Magdalena volvió a la silla y suspiró.

—Insisto —dijo Laura—: debería reconsiderar el cortejo del doctor Pereda. Como padrastro, me resulta sumamente aceptable. Es encantador.

—Siempre pretendes salirte con la tuya. Siempre te sales con la tuya —remarcó Magdalena.

—Eso también lo dice la abuela Ignacia.

—Será que me estoy volviendo un poco vieja y cascarrabias como ella. Ya verás, hija, llegará el día en que le darás la razón a tu madre en todo cuanto te dijo y aconsejó. Pero quizá ya no la tengas a tu lado.

María Pancha llamó a la puerta y pidió unas palabras con Laura. En el corredor le extendió una esquela. Laura la abrió y vio los dos números garabateados por el coronel Artemio Gramajo.
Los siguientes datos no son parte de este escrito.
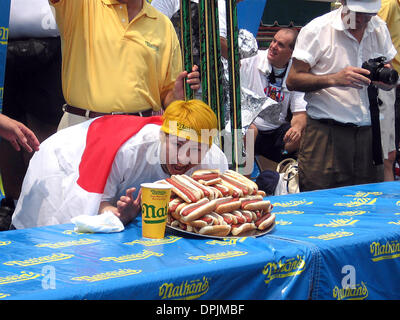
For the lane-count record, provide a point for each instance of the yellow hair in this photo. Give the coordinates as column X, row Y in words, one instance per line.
column 187, row 119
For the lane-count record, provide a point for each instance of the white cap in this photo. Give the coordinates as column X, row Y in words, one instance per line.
column 365, row 6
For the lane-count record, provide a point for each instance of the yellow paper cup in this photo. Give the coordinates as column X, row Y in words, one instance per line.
column 155, row 199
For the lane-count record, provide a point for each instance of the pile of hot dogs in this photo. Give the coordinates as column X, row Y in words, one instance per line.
column 215, row 204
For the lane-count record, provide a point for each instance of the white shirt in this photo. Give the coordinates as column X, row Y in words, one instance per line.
column 328, row 47
column 32, row 19
column 51, row 195
column 254, row 74
column 138, row 161
column 169, row 7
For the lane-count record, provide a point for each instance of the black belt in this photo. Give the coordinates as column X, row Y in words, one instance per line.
column 332, row 122
column 94, row 114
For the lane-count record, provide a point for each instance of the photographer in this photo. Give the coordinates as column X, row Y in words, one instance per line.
column 337, row 145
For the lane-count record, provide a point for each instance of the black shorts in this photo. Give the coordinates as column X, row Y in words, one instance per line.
column 270, row 143
column 32, row 81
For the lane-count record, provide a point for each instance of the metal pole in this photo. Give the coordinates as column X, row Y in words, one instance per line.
column 186, row 41
column 234, row 81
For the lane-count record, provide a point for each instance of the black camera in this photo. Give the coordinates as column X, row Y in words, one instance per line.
column 379, row 72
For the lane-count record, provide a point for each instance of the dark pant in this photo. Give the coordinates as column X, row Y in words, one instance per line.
column 333, row 156
column 270, row 143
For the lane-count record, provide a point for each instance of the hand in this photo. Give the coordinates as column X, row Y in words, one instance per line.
column 351, row 77
column 292, row 135
column 382, row 85
column 18, row 134
column 192, row 79
column 127, row 208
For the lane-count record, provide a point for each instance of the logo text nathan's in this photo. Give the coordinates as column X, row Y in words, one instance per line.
column 289, row 267
column 186, row 290
column 384, row 251
column 358, row 292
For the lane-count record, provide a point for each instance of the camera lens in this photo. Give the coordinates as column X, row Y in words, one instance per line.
column 387, row 76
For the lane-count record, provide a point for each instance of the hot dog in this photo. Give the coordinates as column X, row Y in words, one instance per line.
column 195, row 211
column 254, row 205
column 197, row 192
column 242, row 228
column 210, row 182
column 253, row 188
column 227, row 204
column 265, row 221
column 225, row 191
column 233, row 190
column 229, row 218
column 239, row 217
column 203, row 188
column 173, row 204
column 238, row 184
column 206, row 174
column 217, row 193
column 219, row 230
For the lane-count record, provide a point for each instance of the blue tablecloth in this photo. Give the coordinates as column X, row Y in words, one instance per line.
column 335, row 244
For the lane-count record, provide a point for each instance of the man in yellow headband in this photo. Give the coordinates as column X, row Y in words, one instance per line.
column 98, row 166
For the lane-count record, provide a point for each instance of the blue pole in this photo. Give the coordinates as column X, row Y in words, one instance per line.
column 4, row 19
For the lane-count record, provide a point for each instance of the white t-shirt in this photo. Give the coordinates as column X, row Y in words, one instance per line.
column 169, row 7
column 32, row 19
column 138, row 161
column 328, row 47
column 51, row 195
column 254, row 72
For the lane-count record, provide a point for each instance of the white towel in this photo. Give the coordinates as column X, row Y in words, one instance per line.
column 106, row 222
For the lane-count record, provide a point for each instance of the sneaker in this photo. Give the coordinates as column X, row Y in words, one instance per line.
column 6, row 210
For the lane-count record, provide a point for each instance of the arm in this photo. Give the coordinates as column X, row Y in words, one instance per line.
column 301, row 79
column 126, row 208
column 18, row 134
column 298, row 124
column 177, row 92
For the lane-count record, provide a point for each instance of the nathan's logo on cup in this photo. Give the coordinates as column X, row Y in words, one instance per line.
column 151, row 212
column 155, row 199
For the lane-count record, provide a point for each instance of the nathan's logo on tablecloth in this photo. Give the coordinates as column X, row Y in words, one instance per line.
column 3, row 35
column 333, row 235
column 39, row 260
column 348, row 213
column 384, row 251
column 154, row 242
column 361, row 194
column 24, row 276
column 226, row 241
column 282, row 222
column 108, row 275
column 63, row 244
column 290, row 212
column 133, row 257
column 292, row 203
column 186, row 290
column 358, row 292
column 284, row 268
column 337, row 223
column 357, row 202
column 219, row 255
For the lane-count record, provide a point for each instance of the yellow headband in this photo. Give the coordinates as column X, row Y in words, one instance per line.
column 192, row 120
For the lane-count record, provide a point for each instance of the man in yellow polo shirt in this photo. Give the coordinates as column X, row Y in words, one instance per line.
column 119, row 56
column 390, row 13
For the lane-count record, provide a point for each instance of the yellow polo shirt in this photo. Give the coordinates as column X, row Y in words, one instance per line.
column 390, row 12
column 111, row 64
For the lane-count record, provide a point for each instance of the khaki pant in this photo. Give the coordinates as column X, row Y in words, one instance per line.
column 69, row 119
column 333, row 156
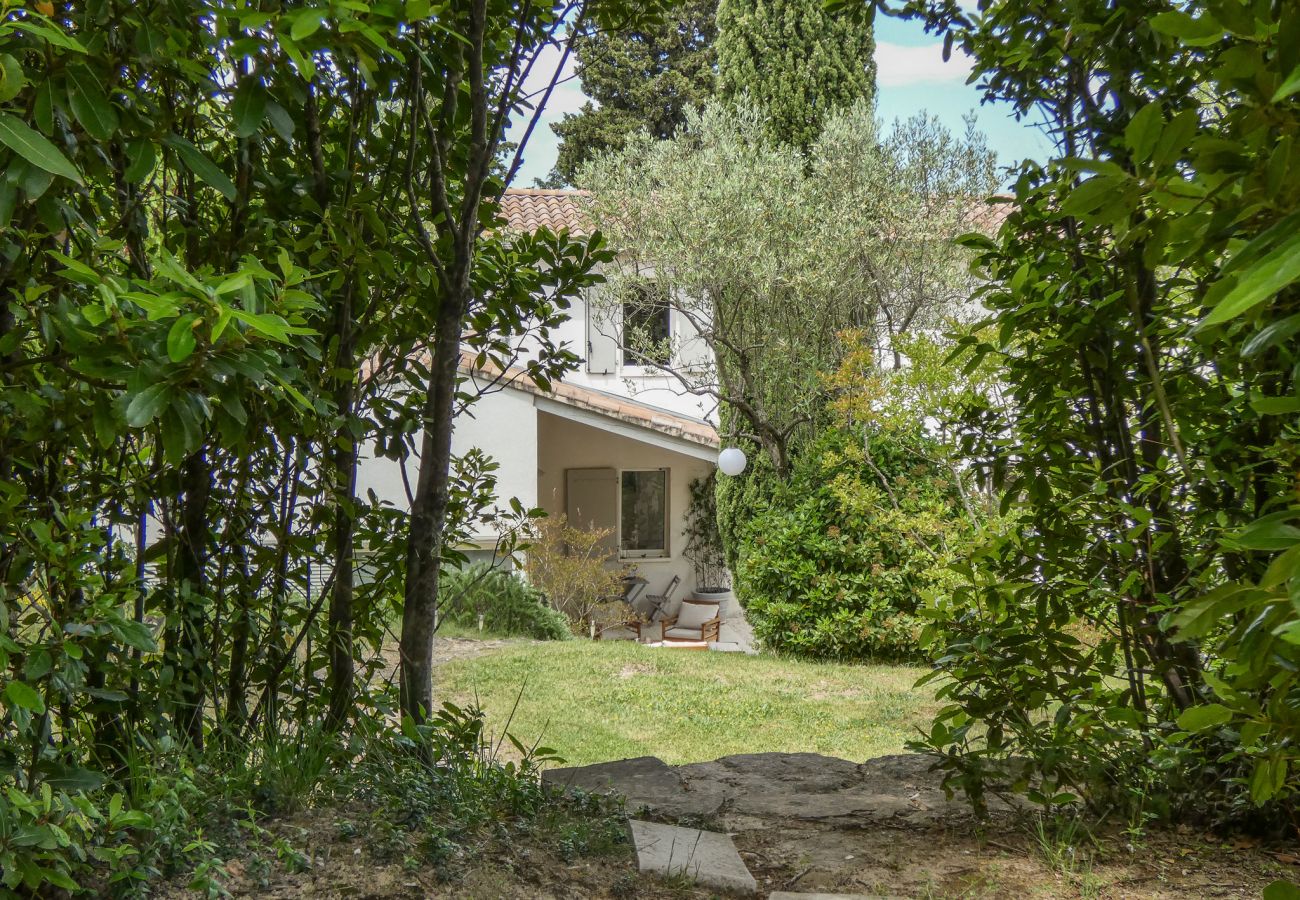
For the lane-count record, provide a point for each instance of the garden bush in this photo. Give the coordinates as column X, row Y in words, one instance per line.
column 839, row 563
column 508, row 605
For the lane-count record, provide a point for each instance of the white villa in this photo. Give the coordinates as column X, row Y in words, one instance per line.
column 615, row 445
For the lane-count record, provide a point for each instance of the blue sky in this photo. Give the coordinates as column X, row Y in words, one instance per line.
column 911, row 77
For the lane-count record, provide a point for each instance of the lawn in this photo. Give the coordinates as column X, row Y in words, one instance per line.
column 597, row 701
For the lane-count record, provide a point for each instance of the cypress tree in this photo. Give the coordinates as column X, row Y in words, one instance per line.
column 640, row 79
column 794, row 61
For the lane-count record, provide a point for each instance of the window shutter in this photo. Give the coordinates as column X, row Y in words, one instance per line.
column 592, row 502
column 693, row 351
column 602, row 342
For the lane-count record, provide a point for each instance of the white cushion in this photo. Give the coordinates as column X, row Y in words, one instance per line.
column 693, row 615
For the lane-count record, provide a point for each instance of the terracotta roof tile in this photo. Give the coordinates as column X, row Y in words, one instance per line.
column 531, row 208
column 696, row 431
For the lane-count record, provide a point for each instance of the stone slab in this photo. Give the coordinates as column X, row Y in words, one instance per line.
column 644, row 782
column 792, row 895
column 709, row 857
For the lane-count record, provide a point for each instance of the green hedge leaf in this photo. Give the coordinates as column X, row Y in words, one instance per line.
column 35, row 148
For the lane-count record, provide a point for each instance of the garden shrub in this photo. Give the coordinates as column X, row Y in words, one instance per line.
column 832, row 570
column 508, row 605
column 568, row 565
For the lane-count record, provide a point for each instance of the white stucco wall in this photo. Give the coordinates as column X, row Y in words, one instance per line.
column 632, row 381
column 564, row 445
column 502, row 424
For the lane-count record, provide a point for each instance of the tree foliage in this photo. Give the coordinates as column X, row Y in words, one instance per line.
column 1136, row 639
column 794, row 61
column 638, row 78
column 839, row 563
column 220, row 271
column 767, row 254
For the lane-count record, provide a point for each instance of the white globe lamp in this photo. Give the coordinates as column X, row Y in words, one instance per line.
column 732, row 461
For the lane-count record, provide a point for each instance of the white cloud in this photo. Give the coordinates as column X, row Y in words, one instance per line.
column 900, row 65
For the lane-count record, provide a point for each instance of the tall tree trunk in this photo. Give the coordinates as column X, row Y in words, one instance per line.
column 429, row 516
column 189, row 654
column 343, row 461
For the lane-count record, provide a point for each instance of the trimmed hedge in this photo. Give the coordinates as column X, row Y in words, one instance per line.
column 830, row 569
column 508, row 604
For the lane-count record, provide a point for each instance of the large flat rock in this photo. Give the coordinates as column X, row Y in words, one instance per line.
column 893, row 791
column 791, row 895
column 709, row 857
column 646, row 783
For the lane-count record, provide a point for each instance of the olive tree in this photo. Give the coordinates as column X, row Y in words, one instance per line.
column 767, row 254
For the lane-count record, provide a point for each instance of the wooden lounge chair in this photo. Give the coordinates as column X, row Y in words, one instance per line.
column 649, row 609
column 694, row 622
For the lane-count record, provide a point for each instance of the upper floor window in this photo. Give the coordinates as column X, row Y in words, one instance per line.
column 646, row 325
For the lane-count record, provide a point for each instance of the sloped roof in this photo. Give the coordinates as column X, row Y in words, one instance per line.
column 531, row 208
column 612, row 406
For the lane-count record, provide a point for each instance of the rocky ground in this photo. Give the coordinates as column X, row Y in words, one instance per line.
column 802, row 822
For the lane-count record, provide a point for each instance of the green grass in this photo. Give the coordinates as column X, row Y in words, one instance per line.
column 614, row 700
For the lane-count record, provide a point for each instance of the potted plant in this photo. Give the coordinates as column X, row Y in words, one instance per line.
column 705, row 548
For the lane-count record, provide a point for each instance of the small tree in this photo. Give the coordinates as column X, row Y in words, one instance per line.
column 570, row 565
column 767, row 252
column 703, row 542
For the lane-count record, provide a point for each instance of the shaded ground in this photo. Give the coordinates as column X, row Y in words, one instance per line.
column 801, row 821
column 884, row 829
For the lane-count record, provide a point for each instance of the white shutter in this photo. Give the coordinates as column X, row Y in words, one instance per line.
column 602, row 342
column 592, row 502
column 693, row 351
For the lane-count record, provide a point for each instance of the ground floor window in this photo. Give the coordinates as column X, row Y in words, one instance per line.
column 644, row 513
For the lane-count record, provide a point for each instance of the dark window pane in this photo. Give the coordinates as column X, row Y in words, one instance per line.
column 645, row 328
column 645, row 513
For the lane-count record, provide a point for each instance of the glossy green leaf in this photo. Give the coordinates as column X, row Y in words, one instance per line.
column 1275, row 406
column 248, row 107
column 11, row 77
column 200, row 165
column 1143, row 130
column 22, row 696
column 1273, row 532
column 35, row 148
column 1275, row 269
column 89, row 103
column 1282, row 890
column 1290, row 86
column 146, row 405
column 142, row 156
column 1197, row 718
column 50, row 34
column 180, row 338
column 307, row 22
column 1197, row 31
column 280, row 120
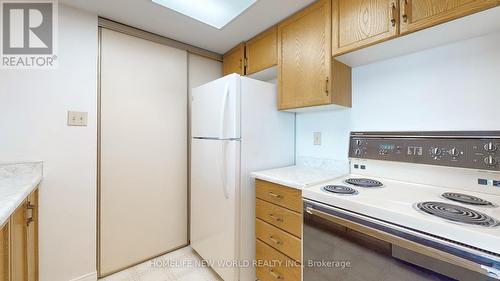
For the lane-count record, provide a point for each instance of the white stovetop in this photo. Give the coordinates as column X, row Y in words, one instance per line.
column 17, row 181
column 298, row 177
column 395, row 203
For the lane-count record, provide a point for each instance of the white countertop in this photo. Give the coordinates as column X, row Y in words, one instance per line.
column 17, row 181
column 299, row 177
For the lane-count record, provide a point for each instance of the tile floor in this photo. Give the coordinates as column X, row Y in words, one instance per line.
column 180, row 265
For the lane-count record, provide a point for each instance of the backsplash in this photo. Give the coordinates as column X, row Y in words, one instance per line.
column 452, row 87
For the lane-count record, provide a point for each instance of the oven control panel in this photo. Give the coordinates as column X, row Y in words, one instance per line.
column 465, row 151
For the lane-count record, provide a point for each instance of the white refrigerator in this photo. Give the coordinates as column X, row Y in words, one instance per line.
column 236, row 129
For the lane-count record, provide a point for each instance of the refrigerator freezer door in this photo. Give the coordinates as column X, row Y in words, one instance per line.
column 216, row 109
column 214, row 203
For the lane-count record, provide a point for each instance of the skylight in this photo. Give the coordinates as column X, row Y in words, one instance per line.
column 216, row 13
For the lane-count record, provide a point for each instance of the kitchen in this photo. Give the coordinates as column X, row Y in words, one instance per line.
column 327, row 88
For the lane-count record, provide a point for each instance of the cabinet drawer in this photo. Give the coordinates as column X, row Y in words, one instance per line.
column 278, row 239
column 272, row 265
column 280, row 217
column 287, row 197
column 4, row 252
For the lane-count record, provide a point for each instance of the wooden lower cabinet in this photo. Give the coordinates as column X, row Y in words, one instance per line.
column 273, row 265
column 278, row 229
column 4, row 253
column 19, row 243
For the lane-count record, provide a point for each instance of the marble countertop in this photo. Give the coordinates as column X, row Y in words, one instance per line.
column 299, row 176
column 17, row 181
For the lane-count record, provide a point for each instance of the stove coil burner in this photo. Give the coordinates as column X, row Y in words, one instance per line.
column 364, row 182
column 467, row 199
column 458, row 214
column 340, row 189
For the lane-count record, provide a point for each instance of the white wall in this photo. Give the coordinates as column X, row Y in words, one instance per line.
column 33, row 108
column 452, row 87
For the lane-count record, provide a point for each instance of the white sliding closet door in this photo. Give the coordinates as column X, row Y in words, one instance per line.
column 143, row 187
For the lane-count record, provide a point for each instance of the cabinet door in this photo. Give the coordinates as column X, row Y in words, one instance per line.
column 18, row 234
column 304, row 57
column 262, row 51
column 360, row 23
column 4, row 253
column 32, row 236
column 233, row 61
column 420, row 14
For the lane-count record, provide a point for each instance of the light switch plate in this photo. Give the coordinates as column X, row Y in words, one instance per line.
column 317, row 138
column 77, row 118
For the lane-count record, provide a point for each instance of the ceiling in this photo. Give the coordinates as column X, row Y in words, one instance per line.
column 146, row 15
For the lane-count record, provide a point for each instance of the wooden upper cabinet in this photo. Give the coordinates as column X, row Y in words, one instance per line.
column 233, row 61
column 420, row 14
column 360, row 23
column 262, row 51
column 307, row 74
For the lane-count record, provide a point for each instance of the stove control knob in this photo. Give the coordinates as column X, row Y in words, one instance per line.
column 490, row 161
column 490, row 147
column 436, row 152
column 454, row 152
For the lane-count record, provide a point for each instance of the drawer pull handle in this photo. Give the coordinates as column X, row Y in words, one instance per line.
column 277, row 196
column 274, row 240
column 393, row 19
column 275, row 218
column 405, row 11
column 274, row 274
column 29, row 208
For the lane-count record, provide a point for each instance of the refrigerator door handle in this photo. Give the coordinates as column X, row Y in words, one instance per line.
column 224, row 168
column 223, row 111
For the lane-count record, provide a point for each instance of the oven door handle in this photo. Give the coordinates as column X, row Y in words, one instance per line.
column 412, row 252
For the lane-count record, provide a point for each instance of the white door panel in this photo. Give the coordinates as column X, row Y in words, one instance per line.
column 143, row 191
column 215, row 203
column 216, row 110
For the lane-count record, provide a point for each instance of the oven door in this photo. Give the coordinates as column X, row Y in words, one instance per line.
column 344, row 246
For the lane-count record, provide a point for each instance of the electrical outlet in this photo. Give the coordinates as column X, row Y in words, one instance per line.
column 76, row 118
column 317, row 138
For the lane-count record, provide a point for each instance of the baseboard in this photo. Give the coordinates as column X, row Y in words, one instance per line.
column 87, row 277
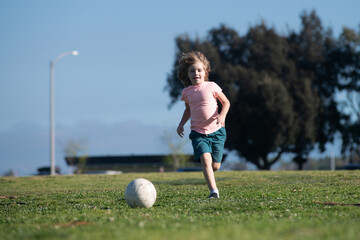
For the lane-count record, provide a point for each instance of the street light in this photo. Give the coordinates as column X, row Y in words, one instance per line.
column 52, row 109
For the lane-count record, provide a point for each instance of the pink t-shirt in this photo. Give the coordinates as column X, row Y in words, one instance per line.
column 203, row 106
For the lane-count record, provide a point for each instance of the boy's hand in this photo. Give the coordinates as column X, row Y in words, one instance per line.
column 180, row 130
column 220, row 120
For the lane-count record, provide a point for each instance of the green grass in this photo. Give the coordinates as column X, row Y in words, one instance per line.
column 253, row 205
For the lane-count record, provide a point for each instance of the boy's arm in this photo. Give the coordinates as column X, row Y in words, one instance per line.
column 225, row 108
column 184, row 119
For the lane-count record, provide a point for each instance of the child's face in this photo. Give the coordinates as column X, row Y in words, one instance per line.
column 197, row 73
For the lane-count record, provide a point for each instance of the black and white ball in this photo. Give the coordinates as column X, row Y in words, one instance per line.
column 140, row 193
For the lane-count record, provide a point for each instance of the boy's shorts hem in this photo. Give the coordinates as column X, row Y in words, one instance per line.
column 209, row 143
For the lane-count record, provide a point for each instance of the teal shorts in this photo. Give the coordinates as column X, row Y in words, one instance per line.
column 209, row 143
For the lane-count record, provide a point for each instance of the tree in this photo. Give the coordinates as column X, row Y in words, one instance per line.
column 282, row 88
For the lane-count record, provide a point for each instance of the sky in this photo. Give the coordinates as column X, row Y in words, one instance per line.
column 110, row 98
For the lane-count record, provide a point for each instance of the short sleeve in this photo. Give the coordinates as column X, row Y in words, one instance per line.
column 183, row 97
column 215, row 89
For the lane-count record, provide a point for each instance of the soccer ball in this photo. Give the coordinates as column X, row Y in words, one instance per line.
column 140, row 193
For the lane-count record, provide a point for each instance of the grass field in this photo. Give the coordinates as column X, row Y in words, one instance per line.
column 253, row 205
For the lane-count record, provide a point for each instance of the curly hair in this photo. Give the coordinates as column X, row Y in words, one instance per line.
column 188, row 59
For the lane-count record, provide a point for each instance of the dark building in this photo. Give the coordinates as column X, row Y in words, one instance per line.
column 133, row 163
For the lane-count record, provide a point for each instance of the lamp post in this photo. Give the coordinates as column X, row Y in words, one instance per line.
column 52, row 109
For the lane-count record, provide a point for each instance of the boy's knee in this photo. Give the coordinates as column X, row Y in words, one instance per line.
column 216, row 166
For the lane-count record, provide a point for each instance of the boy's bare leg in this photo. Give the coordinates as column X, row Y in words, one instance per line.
column 208, row 171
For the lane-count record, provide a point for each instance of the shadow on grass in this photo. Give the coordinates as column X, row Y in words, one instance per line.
column 187, row 181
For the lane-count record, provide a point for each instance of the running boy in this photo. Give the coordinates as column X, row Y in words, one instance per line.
column 208, row 132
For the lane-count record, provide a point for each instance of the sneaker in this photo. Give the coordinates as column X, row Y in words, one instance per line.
column 213, row 195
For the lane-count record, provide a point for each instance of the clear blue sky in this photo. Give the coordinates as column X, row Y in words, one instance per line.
column 111, row 96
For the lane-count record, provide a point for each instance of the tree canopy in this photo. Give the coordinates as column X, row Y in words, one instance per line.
column 282, row 89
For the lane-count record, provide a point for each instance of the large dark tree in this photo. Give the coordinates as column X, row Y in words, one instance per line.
column 281, row 88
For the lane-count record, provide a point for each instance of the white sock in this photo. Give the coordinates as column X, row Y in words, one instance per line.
column 215, row 191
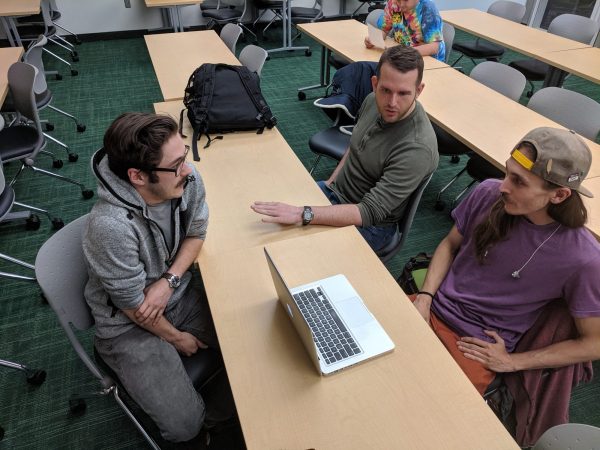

—Su mujer está de regreso —anunció María Pancha—. Esta mañana la vi entrar en la casa que ocupan, esa que le alquilan a don Francisco Madero en la calle de Suipacha. Y escuché que tu tía Soledad decía que se la había encontrado en la misa de San Nicolás.

El comentario desorientó a Laura, que jamás había reparado en Clara Funes. Su relación con Roca empezaba y terminaba en la casa de Chavango, y lo que cada uno hacía fuera de ese sitio carecía de importancia para el otro. Por esto mismo la había contrariado el comportamiento del general en lo de doña Joaquina. De rebato y sin justificación, Roca había violado esa pauta implícita, poniendo en riesgo incluso su propia carrera.

Sacudió los hombros y marchó a su dormitorio. En breve, Ciro Alfano, el ayudante de Mario Javier, vendría a buscar sus escritos para el próximo número de La Aurora y debía aprontarlos.